The Farmscape Ecology Program Staff is comprised of six co-workers, together with seasonal interns, a field assistant dog (Delia), and various hearty volunteers and helpers.
As part of Hawthorne Valley, we are also stewarded by the Hawthorne Valley Association Board of Trustees.
(all of whom are reachable at 518-672-7994)
Anna Duhon, MA Natural Resources and Peace, University for Peace, Costa Rica; BA Social Anthropology, Harvard University. The focus of Anna’s work has been exploring those aspects of local culture connected to the land, be that farming or other, less formalized, types of interaction. Anna loves exploring the shared stories that connect people to the land and each other.
Claudia Knab-Vispo, PhD Land Resources, University of Wisconsin-Madison; Diploma (MS) in Biology, Ludwig-Maximilians-Universitaet Muenchen, Munich Germany. Claudia is our field botanist. After working on plant-animal interactions in Borneo and on ethnobotany in Venezuela, she has spent more than a decade documenting and teaching about plants in and around Columbia County. Her research and educational work are guided by questions such as: How has the flora of Columbia County changed since it was first documented in the 1930s? Which are the rare and vulnerable native plants that currently share the landscape with us, where are they found, and how can we protect them? What importance did/do the wild plants have for people? Which resources do they provide to animals? How can we make our farms and backyards more friendly for pollinators and other beneficial insects?
Kendrick Fowler, BS Conservation Biology, St. Lawrence University. A nature enthusiast from a young age, Kendrick worked seasonally in ornithology, outdoor education, and ecotourism before joining FEP full-time June 2018. As our entomology lab manager, he leads many of the day-to-day tasks involved in collecting data for our entomology research and he curates our collection of over 40,000 insect specimens.

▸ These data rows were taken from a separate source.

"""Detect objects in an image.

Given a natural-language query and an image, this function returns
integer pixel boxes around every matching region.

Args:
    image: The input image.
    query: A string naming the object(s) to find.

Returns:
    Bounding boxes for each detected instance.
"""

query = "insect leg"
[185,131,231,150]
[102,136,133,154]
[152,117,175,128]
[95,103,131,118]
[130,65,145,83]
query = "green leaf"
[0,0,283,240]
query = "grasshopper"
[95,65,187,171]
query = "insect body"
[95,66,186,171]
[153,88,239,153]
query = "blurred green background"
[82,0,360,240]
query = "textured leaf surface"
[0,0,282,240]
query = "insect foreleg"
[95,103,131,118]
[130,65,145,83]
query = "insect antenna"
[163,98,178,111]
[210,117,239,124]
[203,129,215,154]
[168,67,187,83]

He is particularly interested in parasitoid wasps, and since 2021, he has been sharing that passion with students from around the world as an instructor and executive member of the WaspID Course.
Conrad Vispo (pictured above in typical field garb), PhD Wildlife Ecology, University of Wisconsin; MS Wildlife Ecology, Indiana State University; BS Wildlife Ecology, Cornell. Before returning to Columbia County, where he grew up, Conrad conducted ecological research on a variety of organisms, including mammals, birds and fish in a variety of places, including the woods of northern Wisconsin and tropical Venezuela. Conrad’s recent focus is on agroecology - what habitats can farmland provide for native species and, in turn, what can those native species provide to farming? Conrad’s passion is understanding historical and modern patterns of animal (including human) ecology on the land.

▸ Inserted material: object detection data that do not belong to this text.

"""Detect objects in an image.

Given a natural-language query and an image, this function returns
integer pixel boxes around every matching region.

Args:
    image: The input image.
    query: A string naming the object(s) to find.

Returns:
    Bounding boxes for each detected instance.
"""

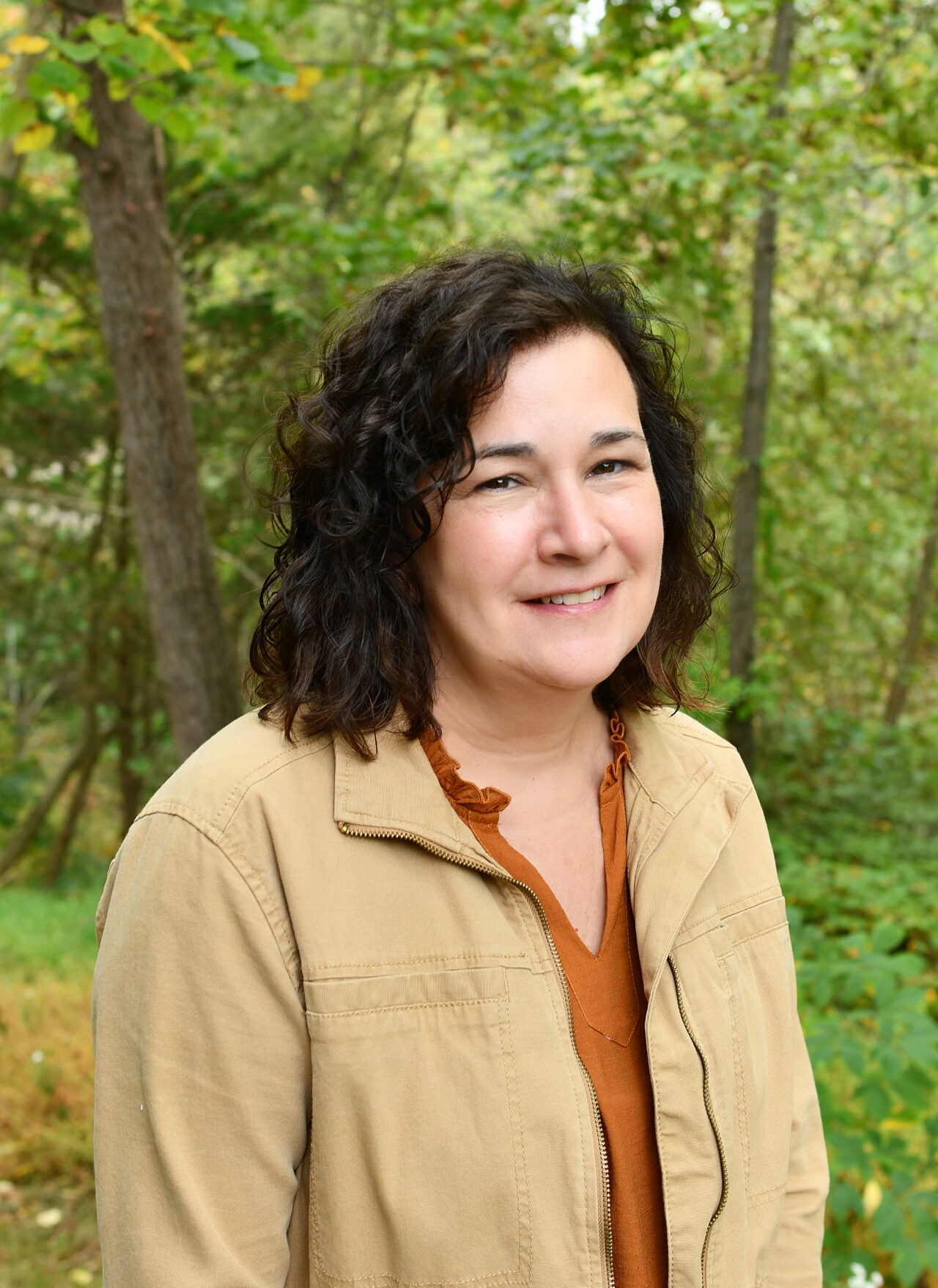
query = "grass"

Josie Laing, BA Botany and Food Systems, Miami University. Josie, who has deep roots in the area through her grandparent's farm, came to FEP initially as a 2022 summer intern. As the botany technician, she is involved in plant-related research and outreach, native plant gardening, and land stewardship, but also provides much-appreciated general office/logistics support to the entire team. She brings a special interest in fungi and is spearheading FEP’s foray into this taxonomic realm.
Kyle Bradford, MS Conservation Biology, Antioch University New England; BS Environmental Science, University of Vermont. Kyle realized his passion for insects, field biology, and landscape history as an FEP intern in 2012. After a stint as FEP’s technician, focusing on ant surveys in Columbia County, Kyle then worked on insect pest detection in California vineyards before moving back east for graduate school. In graduate school, he studied ants in the pine barrens of western Massachusetts. Kyle’s interests include the ecology of human-managed habitats, insect ecology and biogeography (especially that of ants), landscape history and how it can inform contemporary conservation practice, and rare organism conservation.